Lo curioso es que para Alfred Noyes, la vanguardia no solo eran los contenidos ni organicidad de un grupo (o los manifiestos), sino cualquier rompimiento formal de la estética. Así, se puede verificar que la poesía que Noyes respetaba era aquella que empleara rimas, secuencias lógicas entre imágenes y tropos clásicos, y una voz poética neutra. Como confesaba Fitzgerald en su biografía, Noyes intentaba de recuperar una idea de poesía “no difícil” (sic), tomando como modelo central en lengua inglesa a Tennyson y los poetas isabelinos. Para Noyes, cualquier tipo de desvío de las formas de la armonía y de la concatenación lógica de las imágenes, resultaba un experimento no solo incongruente, sino de caos y fracaso poético, que el poeta terminó llamando, en clave geopolítica de su momento, un “bolchevismo literario”. Aunque originalmente ya articulaba esta idea en una conferencia leída en Princeton titulada “Bolshevism in Literature: Some Aspects of Modern Poetry” (1920), Noyes argumentaría en un artículo contra el Ulises de Joyce en 1922 publicado en Sunday Chronicle:  

“I have recited the case of this book (Ulysses) because it is the extreme case of complete reduction to absurdity of what I have called the “literary Bolshevism of the Hour”. It can do little harm, however, because the police are, on the whole, circumventing our pseudo-intellectuals. It still remains that copies of Mr. Joyce’s book are being smuggled into the country to find purchasers at five guineas apiece. But what concern us all, and most urgently demands consideration, is the appalling fact that our Metropolitan criticism should have been treating such works as those of Mr. Joyce seriously as works of genius at the very moment when journal after journal is helping to depreciate the value of some of the noblest pages in our literary history”. 

Fuera de los vituperios y del claro instinto tradicionalista de Noyes, lo que merita ser pensando es la manera en que un conservador literario como Noyes le pareciera que el propio Modernismo fuese una fractura total de la tradición, cuando en realidad, a distancia de la vanguardia italiana o soviética, tanto la obra de Joyce, como la de Eliot, Valery, o Pound, consistía en la innovación a través de la recuperación de ciertas formas literarias del pasado (la poesía provenzal en Pound, los poetas metafísicos en Eliot, o el ideal renacentista en Valery).
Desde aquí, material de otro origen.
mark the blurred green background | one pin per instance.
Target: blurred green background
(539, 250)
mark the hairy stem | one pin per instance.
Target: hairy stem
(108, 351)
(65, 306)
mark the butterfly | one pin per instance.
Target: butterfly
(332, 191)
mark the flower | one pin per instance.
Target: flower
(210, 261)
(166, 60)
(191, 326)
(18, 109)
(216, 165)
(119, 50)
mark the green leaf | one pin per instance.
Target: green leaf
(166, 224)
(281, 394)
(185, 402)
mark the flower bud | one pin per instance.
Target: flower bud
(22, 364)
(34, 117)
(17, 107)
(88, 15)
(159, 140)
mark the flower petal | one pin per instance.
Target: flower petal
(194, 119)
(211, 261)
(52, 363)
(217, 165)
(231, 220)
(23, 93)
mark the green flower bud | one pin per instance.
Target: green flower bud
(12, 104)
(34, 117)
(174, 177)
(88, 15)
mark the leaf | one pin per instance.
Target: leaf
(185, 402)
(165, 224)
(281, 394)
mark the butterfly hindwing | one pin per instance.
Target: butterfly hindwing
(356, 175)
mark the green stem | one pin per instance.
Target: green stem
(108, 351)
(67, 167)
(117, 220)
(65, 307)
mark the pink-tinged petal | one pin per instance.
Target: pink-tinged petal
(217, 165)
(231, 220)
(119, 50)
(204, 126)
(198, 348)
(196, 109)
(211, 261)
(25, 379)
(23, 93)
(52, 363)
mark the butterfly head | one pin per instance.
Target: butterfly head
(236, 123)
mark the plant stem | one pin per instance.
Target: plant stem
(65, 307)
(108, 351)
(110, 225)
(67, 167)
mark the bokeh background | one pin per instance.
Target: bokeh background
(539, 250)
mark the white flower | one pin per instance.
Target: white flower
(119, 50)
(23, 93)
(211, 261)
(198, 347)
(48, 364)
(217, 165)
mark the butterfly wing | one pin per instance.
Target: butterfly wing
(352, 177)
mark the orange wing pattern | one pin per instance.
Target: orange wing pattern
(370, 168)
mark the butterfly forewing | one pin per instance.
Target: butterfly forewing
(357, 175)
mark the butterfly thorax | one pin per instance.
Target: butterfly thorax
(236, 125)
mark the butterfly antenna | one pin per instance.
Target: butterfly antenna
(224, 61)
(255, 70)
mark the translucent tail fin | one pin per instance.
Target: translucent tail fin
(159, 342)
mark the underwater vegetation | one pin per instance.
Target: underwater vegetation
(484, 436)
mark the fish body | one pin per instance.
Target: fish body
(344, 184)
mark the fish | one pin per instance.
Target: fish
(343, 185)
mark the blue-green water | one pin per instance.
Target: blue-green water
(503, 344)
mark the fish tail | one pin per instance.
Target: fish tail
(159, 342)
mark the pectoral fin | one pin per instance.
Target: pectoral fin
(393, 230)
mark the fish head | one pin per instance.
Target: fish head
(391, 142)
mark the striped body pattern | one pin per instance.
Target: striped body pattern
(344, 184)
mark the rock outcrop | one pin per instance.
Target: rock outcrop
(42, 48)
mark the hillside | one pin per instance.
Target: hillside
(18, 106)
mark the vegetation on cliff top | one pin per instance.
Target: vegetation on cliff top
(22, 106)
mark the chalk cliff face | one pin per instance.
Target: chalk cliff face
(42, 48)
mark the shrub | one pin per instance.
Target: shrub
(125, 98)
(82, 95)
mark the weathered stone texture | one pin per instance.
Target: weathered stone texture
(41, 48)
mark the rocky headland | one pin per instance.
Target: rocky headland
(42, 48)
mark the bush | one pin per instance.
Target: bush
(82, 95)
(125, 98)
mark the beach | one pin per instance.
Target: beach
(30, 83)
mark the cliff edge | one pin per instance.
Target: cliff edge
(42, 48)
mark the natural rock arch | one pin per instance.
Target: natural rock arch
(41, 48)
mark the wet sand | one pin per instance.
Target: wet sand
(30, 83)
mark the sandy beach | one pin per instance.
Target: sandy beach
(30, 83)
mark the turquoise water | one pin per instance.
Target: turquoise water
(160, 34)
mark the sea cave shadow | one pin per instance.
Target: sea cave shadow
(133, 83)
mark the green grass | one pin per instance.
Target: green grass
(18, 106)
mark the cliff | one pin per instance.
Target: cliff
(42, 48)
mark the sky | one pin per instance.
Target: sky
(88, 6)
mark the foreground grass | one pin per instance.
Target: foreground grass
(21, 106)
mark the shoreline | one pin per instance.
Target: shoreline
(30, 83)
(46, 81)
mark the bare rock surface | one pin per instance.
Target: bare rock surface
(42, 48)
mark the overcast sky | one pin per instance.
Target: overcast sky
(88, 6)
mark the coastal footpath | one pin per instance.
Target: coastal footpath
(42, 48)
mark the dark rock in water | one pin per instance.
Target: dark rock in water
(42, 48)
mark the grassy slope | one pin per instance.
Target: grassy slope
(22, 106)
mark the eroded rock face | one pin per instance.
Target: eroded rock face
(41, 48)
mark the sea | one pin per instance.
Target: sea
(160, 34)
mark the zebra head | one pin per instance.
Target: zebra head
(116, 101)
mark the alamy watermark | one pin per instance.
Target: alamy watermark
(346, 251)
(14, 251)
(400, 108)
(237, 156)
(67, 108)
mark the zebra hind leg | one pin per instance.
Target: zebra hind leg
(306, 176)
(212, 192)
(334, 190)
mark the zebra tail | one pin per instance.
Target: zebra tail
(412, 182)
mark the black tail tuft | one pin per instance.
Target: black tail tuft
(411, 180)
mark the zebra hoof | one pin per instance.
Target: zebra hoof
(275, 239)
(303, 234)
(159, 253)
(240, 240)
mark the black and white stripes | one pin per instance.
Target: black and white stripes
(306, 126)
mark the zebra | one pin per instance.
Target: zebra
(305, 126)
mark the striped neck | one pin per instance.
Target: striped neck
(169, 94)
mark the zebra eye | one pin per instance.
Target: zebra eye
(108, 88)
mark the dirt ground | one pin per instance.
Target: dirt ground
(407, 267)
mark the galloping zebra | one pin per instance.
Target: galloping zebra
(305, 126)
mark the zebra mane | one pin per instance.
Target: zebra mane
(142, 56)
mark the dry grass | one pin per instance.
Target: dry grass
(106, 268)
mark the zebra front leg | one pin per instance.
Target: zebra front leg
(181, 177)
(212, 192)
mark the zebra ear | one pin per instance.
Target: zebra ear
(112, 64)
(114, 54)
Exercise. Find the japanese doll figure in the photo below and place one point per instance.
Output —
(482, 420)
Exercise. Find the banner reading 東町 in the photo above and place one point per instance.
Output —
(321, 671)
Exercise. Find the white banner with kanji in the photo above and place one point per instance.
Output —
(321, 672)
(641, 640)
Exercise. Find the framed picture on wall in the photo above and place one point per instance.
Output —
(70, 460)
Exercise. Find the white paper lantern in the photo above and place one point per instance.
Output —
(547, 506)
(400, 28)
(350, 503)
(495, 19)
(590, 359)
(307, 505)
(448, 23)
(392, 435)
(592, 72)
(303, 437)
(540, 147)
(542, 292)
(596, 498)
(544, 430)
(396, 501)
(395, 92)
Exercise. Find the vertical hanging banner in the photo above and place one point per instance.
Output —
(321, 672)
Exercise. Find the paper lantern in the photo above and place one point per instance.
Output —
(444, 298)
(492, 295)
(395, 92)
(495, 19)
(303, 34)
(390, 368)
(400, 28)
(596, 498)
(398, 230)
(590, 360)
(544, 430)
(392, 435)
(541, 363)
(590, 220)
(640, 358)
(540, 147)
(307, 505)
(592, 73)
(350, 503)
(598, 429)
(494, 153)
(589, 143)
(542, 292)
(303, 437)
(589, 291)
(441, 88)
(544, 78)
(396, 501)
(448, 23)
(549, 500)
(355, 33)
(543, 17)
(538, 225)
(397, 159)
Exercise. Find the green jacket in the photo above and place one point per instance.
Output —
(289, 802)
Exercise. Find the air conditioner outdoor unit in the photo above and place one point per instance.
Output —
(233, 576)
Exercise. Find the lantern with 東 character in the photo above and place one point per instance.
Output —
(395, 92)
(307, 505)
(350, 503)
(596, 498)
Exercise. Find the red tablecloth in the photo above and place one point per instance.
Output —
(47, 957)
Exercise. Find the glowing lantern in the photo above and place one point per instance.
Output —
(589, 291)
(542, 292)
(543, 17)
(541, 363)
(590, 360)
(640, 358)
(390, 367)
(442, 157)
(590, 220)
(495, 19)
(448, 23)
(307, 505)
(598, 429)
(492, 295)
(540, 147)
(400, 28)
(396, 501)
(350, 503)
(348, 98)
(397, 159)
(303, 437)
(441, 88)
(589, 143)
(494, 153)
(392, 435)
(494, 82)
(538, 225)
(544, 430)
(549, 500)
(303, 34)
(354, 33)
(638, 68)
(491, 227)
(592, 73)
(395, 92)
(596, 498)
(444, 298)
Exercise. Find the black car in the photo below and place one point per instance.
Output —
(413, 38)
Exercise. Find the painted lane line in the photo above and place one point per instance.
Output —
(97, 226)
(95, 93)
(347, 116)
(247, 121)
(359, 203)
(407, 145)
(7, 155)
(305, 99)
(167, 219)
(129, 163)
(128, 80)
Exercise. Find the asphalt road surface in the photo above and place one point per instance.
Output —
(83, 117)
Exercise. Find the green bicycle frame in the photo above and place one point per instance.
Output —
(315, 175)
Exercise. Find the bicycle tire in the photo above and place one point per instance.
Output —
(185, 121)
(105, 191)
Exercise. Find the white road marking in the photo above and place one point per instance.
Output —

Para Noyes, lo que el terminó llamando el “Bolchevismo del momento” no respondía necesariamente a una ideología política, sino a una transformación formal que encontraba su intoxicación a través de mezclas entre géneros y formas artísticas, tradiciones contemporáneas y clásicas, uso indiscriminado del verso libre y el léxico fragmentado, o bien la inmanente indeterminación entre la continuidad aristócrata y la ruptura de cierto cosmopolitanismo.

T. S. Eliot recordando este triste incidente durante la década del treinta, aunque sin aludir a Noyes, cuenta la extraña sensación que le causó haber sido rotulado por la crítica como “Bolchevique literario”, puesto que este epíteto, ni en términos político ni vanguardistas, describía propiamente el trabajo que habían llevado a cabo los modernistas. Una figura como Noyes - y esto es quizás lo más interesaría resaltar – tiene el mérito de generar una problematización de la historia literaria que obligue a repensar las categorías y binomios que han dividido la historia entre antiguos o modernos, tradición y ruptura, o como en ya la citada reciente propuesta de Marx, entre vanguardia y retaguardia.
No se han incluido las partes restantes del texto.